Waktu itu, beliau adalah dosen muda yang telah berkarya untuk mengharumkan fakultas Dakwah dengan artikel dan buku yang diterbitkan penerbit buku dan media cetak. Ia, pada waktu itu memotivasi saya dan mahasiswa lain untuk menulis dan mengirimkannya ke media cetak. Dengan embel-embel akan mendapatkan nilai A pada mata kuliah yang diampunya, saya tertantang untuk menulis dan mengirimkannya ke Koran.
Alhamdulillah, pada bulan Desember 2004, artikel saya yang pertama kali ditulis dan dikirim diterbitkan Koran Galamedia. Bangga sekali waktu itu, meskipun hanya dibayar 30 ribu oleh Galamedia karena tertera nama Sukron Abdilah.
Sejak saat itu, saya giat menulis artikel dan mulai meminta bimbingan kepada kang Aef Kusnawan. Hanya untuk bimbingan menulis, saya rela berjalan kaki dari Manisi ke rumahnya, yang berada di atas awan. Hahaha
Ia tidak merendahkan tulisan, tapi mengarahkan tulisan agar lebih punya sudut pandang. Saya merasa asyik dibimbing kang Aef Kusnawan, sehingga muncul semangat agar terus memperbaiki kualitas tulisan.
Sepenggal cerita di atas adalah perjalanan saya mengarungi dunia penulisan.
Berdasarkan pengalaman, menulis memerlukan semangat, tekad, dan keinginan kuat. Selain itu, anda juga harus rajin membaca dan berdiskusi atau mengikuti seminar yang berkaitan dengan materi yang akan kita tulis.
Sebab, modal utama menjadi penulis adalah memiliki kekayaan diksi, berwawasan luas, memiliki analisis yang tajam, dan ada tidaknya gagasan yang akan ditawarkan dalam suatu artikel.

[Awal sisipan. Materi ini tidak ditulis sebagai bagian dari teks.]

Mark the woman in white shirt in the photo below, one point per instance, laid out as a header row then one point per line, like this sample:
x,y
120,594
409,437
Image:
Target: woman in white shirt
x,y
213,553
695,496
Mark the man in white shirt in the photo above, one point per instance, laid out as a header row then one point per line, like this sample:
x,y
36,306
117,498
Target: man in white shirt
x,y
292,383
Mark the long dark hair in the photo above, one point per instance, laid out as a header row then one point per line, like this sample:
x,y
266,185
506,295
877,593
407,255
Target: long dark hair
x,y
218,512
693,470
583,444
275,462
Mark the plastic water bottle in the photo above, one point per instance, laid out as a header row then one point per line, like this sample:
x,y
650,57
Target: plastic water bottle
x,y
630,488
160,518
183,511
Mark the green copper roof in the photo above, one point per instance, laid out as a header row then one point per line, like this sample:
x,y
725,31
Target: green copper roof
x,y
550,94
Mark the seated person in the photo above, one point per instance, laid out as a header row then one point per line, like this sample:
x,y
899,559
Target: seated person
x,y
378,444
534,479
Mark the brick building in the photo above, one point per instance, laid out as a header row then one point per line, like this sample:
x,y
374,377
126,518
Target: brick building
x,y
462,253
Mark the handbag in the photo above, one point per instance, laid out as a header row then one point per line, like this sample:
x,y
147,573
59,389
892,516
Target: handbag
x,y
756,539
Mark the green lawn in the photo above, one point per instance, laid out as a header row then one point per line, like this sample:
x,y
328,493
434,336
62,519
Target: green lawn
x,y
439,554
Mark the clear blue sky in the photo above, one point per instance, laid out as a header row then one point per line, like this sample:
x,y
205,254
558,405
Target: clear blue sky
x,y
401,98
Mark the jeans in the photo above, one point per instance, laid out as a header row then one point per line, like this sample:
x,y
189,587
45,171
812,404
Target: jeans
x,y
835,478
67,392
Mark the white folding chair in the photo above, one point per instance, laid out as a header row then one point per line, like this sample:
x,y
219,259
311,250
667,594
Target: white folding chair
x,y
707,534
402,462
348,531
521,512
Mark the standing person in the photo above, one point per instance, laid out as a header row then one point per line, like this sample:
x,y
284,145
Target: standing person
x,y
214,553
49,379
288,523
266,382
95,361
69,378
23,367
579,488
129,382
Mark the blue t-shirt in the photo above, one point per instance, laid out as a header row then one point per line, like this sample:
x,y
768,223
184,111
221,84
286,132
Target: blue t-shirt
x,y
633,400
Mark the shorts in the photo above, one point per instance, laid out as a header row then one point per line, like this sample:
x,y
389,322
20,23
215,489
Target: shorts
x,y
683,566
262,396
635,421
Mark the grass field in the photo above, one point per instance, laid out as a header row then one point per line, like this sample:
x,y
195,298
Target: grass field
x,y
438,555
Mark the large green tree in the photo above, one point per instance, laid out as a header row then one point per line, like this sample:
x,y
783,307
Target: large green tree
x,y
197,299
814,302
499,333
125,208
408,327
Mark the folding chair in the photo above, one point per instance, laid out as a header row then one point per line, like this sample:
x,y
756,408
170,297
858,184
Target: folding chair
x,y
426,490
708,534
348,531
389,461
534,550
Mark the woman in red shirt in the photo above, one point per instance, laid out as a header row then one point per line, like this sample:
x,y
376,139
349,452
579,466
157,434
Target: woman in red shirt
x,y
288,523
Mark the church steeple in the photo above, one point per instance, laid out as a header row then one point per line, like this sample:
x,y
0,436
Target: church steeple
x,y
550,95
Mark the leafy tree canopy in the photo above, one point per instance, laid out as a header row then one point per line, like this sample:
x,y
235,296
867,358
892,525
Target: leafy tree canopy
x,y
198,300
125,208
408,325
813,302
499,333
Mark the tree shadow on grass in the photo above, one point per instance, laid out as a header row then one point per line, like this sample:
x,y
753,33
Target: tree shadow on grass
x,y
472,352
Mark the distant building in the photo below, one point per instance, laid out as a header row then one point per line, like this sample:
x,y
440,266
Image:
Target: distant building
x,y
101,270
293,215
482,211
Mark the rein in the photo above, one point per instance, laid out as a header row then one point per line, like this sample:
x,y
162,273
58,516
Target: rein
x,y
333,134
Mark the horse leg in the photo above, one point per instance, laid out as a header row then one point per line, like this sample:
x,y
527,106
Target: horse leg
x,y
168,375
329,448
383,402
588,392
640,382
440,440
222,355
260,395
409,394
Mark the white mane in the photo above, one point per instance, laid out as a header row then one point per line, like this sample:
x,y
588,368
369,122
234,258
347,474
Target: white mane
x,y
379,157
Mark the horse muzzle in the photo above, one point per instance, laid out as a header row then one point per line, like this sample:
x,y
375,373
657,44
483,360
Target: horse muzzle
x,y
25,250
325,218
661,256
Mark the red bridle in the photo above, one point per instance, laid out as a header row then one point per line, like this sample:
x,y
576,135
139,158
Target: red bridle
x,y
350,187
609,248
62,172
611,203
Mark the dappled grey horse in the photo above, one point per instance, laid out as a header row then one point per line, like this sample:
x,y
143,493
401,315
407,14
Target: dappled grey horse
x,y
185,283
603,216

Menulis itu bagaikan seorang pedagang yang menawarkan dagangannya kepada orang lain.
Oleh karena itu, dalam isi tulisan harus memuat ide-gagasan yang menarik pembaca.

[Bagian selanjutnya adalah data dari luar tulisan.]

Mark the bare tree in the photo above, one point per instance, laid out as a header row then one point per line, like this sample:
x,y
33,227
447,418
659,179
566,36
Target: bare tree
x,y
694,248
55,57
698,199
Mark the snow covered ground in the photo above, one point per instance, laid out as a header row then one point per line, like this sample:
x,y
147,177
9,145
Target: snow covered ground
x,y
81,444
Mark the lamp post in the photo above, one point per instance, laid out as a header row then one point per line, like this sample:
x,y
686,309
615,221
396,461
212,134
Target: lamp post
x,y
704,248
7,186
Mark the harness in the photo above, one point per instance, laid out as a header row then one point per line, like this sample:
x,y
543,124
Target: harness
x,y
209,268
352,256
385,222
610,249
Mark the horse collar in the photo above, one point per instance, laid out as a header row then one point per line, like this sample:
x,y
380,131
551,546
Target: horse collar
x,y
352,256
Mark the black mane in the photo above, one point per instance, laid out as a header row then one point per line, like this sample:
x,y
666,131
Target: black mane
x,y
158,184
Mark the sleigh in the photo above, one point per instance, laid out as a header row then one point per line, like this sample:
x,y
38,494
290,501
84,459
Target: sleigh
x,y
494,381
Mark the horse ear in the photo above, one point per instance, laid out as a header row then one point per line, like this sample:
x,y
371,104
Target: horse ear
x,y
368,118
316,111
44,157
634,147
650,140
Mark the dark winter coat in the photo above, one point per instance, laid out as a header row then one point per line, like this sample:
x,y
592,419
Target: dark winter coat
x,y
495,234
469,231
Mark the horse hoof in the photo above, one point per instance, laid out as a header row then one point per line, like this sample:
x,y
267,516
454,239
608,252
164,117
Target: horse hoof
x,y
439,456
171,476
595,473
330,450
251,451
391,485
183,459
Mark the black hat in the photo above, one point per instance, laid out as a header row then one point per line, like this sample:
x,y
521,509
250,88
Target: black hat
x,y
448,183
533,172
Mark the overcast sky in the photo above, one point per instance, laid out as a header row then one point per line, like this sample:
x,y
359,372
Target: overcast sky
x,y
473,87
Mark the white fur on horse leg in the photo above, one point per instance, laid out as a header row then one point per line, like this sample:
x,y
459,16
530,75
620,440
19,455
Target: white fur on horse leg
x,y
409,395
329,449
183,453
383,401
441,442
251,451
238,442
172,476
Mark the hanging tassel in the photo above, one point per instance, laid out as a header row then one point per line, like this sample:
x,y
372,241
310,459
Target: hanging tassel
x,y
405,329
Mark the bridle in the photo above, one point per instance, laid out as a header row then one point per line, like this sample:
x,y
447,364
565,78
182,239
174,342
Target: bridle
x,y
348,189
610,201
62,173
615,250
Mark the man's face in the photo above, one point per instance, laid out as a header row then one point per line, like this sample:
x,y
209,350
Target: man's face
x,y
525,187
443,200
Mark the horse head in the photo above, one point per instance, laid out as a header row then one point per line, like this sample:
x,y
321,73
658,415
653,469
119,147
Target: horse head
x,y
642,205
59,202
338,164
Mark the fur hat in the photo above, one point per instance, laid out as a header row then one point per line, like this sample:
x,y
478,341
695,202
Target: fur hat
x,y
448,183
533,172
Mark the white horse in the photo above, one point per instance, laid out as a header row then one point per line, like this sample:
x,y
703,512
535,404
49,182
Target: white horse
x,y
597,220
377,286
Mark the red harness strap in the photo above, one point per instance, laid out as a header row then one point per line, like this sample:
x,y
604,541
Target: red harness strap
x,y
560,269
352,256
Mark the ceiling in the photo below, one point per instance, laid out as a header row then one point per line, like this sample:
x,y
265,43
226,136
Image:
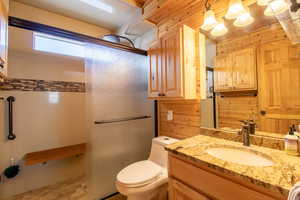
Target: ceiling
x,y
117,14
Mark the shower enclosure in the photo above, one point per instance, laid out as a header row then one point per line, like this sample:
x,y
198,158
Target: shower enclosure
x,y
120,117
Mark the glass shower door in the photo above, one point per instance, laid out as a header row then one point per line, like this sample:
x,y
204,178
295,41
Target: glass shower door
x,y
116,92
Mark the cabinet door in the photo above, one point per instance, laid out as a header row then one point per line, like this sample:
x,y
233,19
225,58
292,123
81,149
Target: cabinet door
x,y
3,38
180,191
172,72
155,73
279,75
223,73
244,70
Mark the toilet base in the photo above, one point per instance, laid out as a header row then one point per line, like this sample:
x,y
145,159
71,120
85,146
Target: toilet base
x,y
160,193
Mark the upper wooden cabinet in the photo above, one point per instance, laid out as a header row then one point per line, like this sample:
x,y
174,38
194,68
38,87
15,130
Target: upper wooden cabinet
x,y
279,75
236,71
3,38
172,66
155,73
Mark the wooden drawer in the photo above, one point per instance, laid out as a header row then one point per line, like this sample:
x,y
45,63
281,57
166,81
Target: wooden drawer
x,y
211,184
180,191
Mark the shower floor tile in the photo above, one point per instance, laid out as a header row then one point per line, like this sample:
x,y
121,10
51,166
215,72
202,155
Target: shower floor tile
x,y
73,189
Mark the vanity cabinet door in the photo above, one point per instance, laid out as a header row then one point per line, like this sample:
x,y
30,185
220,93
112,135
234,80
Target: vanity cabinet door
x,y
3,38
279,75
244,70
223,73
179,191
155,71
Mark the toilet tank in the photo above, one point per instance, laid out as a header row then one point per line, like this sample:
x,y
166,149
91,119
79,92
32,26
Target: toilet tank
x,y
158,153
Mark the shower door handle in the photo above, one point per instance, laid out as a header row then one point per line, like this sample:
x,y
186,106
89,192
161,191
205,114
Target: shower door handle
x,y
11,135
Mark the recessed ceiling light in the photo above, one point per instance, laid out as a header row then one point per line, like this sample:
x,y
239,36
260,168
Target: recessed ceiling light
x,y
219,30
276,7
244,19
99,4
235,9
209,20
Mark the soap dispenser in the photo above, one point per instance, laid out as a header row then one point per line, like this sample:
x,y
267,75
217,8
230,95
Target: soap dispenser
x,y
291,143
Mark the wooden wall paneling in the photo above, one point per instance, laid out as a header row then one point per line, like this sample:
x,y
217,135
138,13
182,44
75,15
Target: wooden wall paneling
x,y
232,109
186,122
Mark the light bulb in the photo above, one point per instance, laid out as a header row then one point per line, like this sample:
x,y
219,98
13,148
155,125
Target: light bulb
x,y
235,9
244,19
276,7
219,30
209,20
263,2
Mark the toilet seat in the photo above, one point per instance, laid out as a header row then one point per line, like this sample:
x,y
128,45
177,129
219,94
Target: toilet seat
x,y
139,174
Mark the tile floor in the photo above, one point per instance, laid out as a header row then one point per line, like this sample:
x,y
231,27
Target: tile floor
x,y
73,189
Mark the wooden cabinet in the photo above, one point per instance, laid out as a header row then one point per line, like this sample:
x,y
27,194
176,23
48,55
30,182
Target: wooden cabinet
x,y
223,73
189,181
3,38
279,75
179,191
155,70
236,71
172,66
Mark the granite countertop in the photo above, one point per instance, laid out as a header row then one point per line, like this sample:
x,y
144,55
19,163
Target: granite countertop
x,y
279,177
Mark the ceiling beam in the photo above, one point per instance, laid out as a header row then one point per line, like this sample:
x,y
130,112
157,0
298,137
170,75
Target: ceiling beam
x,y
135,3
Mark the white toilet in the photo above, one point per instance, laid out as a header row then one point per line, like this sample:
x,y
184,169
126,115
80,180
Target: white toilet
x,y
145,179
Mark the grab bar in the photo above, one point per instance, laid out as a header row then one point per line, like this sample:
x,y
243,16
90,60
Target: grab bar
x,y
121,119
11,135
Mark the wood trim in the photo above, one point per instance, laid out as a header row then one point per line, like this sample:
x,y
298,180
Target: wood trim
x,y
34,26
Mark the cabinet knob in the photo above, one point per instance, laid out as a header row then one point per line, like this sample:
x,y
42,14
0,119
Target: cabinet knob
x,y
263,112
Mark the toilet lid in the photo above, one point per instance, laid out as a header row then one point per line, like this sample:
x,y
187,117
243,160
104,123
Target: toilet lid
x,y
139,173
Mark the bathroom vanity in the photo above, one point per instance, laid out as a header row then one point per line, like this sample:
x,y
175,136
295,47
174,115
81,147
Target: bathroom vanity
x,y
204,167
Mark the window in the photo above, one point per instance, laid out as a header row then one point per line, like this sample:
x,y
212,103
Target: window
x,y
57,45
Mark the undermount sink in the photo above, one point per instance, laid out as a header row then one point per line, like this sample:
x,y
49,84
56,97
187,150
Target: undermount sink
x,y
241,156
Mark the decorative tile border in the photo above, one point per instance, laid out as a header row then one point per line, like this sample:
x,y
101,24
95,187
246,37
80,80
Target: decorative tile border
x,y
41,85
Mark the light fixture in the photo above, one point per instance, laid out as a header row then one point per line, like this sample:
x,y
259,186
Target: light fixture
x,y
99,4
235,9
263,2
244,19
209,20
219,29
276,7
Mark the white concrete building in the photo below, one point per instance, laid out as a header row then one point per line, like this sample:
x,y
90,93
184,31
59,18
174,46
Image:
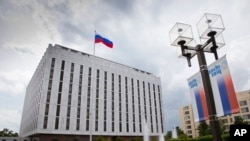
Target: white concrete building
x,y
76,96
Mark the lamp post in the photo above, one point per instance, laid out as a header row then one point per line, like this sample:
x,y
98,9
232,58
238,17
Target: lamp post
x,y
210,28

Membaca akan menambah perbendaharaan kata yang disimpan di memori kita. Selain itu akan meluaskan cakrawala pengetahuan kita, dan mempertajam daya kritis kita terhadap fenomena atau gejala yang sedang terjadi.

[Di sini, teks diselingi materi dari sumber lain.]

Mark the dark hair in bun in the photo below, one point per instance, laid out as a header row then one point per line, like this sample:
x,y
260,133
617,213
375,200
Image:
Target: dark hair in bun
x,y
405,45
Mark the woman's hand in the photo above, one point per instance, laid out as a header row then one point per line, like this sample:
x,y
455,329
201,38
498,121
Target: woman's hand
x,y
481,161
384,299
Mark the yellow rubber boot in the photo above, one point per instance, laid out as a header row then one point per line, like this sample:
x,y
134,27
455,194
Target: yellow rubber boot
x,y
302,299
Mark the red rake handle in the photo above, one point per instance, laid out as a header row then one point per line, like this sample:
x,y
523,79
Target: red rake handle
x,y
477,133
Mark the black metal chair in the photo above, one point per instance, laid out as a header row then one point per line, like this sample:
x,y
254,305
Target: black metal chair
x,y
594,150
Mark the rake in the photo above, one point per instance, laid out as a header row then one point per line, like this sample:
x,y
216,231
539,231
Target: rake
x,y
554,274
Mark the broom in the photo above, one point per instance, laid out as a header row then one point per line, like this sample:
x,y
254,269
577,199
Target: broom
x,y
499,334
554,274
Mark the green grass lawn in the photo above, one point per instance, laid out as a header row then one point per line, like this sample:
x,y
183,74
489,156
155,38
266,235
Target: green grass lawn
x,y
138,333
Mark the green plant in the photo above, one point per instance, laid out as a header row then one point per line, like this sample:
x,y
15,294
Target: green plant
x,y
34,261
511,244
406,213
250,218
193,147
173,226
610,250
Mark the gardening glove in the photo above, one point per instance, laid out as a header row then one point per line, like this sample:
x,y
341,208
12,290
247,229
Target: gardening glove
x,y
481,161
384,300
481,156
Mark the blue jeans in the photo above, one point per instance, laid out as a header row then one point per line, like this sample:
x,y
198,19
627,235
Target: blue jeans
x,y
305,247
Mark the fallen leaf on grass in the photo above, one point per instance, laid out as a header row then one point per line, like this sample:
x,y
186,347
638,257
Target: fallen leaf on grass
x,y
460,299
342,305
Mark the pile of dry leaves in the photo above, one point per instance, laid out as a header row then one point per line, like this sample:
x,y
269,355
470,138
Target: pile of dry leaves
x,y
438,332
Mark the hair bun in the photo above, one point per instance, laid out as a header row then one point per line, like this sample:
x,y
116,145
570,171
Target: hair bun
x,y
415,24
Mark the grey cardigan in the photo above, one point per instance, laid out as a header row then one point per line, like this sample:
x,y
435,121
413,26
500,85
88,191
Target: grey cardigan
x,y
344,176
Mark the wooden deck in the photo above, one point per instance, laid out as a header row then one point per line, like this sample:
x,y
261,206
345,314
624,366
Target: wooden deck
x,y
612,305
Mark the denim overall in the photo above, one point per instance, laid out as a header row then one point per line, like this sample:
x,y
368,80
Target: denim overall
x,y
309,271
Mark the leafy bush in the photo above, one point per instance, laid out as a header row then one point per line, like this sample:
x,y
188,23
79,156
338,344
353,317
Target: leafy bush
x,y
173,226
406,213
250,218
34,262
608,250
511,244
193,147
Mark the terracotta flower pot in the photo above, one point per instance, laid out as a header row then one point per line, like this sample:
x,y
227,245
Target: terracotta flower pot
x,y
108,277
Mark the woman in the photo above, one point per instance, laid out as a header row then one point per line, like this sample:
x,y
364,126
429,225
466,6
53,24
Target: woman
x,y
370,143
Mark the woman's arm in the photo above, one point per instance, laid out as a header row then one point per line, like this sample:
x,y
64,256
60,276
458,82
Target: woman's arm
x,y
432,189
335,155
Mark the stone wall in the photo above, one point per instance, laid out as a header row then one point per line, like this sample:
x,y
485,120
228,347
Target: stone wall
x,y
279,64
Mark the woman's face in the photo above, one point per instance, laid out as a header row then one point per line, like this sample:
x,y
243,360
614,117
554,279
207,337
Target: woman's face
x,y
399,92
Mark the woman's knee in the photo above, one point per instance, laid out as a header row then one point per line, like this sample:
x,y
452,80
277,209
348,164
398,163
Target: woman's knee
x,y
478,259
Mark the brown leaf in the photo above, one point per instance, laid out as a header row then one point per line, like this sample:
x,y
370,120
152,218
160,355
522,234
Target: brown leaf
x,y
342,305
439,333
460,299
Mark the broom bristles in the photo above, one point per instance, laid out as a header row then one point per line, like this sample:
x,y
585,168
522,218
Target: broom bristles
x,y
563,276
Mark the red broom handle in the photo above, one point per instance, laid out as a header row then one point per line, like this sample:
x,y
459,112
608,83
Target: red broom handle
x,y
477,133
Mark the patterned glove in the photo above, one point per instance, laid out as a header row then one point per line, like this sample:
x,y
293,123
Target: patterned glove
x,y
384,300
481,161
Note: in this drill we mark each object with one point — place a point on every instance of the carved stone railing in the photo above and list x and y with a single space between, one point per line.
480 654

Dengan membaca karya orang lain, memudahkan kita untuk meniru gaya tulisan si penulis. Sehingga lebih mudah menuangkan ide-gagasan menjadi sebentuk tulisan artikel yang komplit. Untuk mencoba cara ini, ambillah salah satu artikel yang telah dimuat di Koran atau media cetak lainnya.
Pelajarilah kerangka atau struktur dan gaya tulisan di dalam artikel tersebut. Dari mulai judul, pendahuluan artikel, sub judul, sampai kepada penutup.
Agar bisa menuliskan ide dan gagasan menjadi sebuah tulisan, baik makalah, artikel, naskah buku, atau paper penelitian, diperlukan kebiasaan menulis setiap hari. Pokoknya, tuliskan ide-gagasan yang ada dibenak menjadi kalimat yang tersusun rapi.
Saya pikir anda akan menjadi penulis sejati, yang berposisi sebagai intelektual publik. Salah satu strata intelektual yang menjadi bahan acuan masyarakat. Intelektual publik ada persamaan dengan selebritis tapi berbeda secara kualitas. Kalau selebritis semakin tua semakin tidak laku dipasaran.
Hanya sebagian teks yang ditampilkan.